I think I first recognized the power of writing in 3rd grade. My teacher, Mrs. Erickson, assigned a creative writing assignment — a story starter. I don’t remember what I wrote about, but she liked it. And she called me to read my story aloud. Well, back in 3rd grade, that was tough. If you know me today, you wouldn’t believe it, but up through high school I was shy — sometimes even painfully so. My fear of speaking out made reading my piece difficult, but I did it and enjoyed the accolades as my fellow students laughed at my story. After that, I was hooked on writing.
Fast forward to 6th grade. As a pre-teen, I faced the typical girl drama and emotions. I got mad at friends (okay, usually over boys) and didn’t know how to deal with these feelings. I don’t remember the specifics of this particular incident, but I was fighting with my best friend. To be fair, I wasn’t really fighting. I was nursing a wound that I hadn’t shared with her. I was too timid back then to be honest and say, “Hey, you hurt my feelings.” So I wrote her a note. I said everything that was in my heart. I let her have it — said all the silly and irrational and painful things a 6th grader represses. I folded that note (the way we folded notes back in the 80s) and I saved it. Later, I ripped it up. I eventually got over being mad at my friend, but I remembered how cathartic it felt to get out all of my feelings. The process of writing — getting all my feelings out — helped me.
As I grew older, I decided to major in English. I believed what John Keating said in the movie Dead Poet’s Society, “No matter what anybody tells you, words and ideas can change the world.” I still believe this. I remember sitting in my college dorm room, reading the YA novel Running Loose by Chris Crutcher (still one of my all-time favorite books) with tears running down my cheeks. Although I had grown up loving books, this was the first time a book touched me in this way. But I think that the best writing moves you, makes you laugh, makes you think, and inspires. And for me, writing is the way I understand and process the world.
Today, I use writing in many ways. My work requires me to write. I write short social media posts that are meant to be funny. I share anecdotes about my family to not only vent but to also make my friends understand that they are not alone in their family fails and mishaps. I write educational blogs because I’m a teacher and I’m extremely passionate about the importance of education and educators. And I write to work through the deep pain that I’m trudging through every day. (More of this in later posts.) Writing has always been like therapy for me.

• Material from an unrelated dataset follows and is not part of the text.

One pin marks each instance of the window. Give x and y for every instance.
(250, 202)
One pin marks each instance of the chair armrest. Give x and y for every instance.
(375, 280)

I started this blog because I feel myself about to burst. I feel I have words that can no longer just rattle around my head and heart; instead, these words are meant to be shared. I have experienced unique joys and hardships in my life, and I hope that I can reach someone out there if I’m brave enough to share these stories. Thank you for joining me, for checking out Crysta Clear. I hope that my experiences may resonate with you in some small way.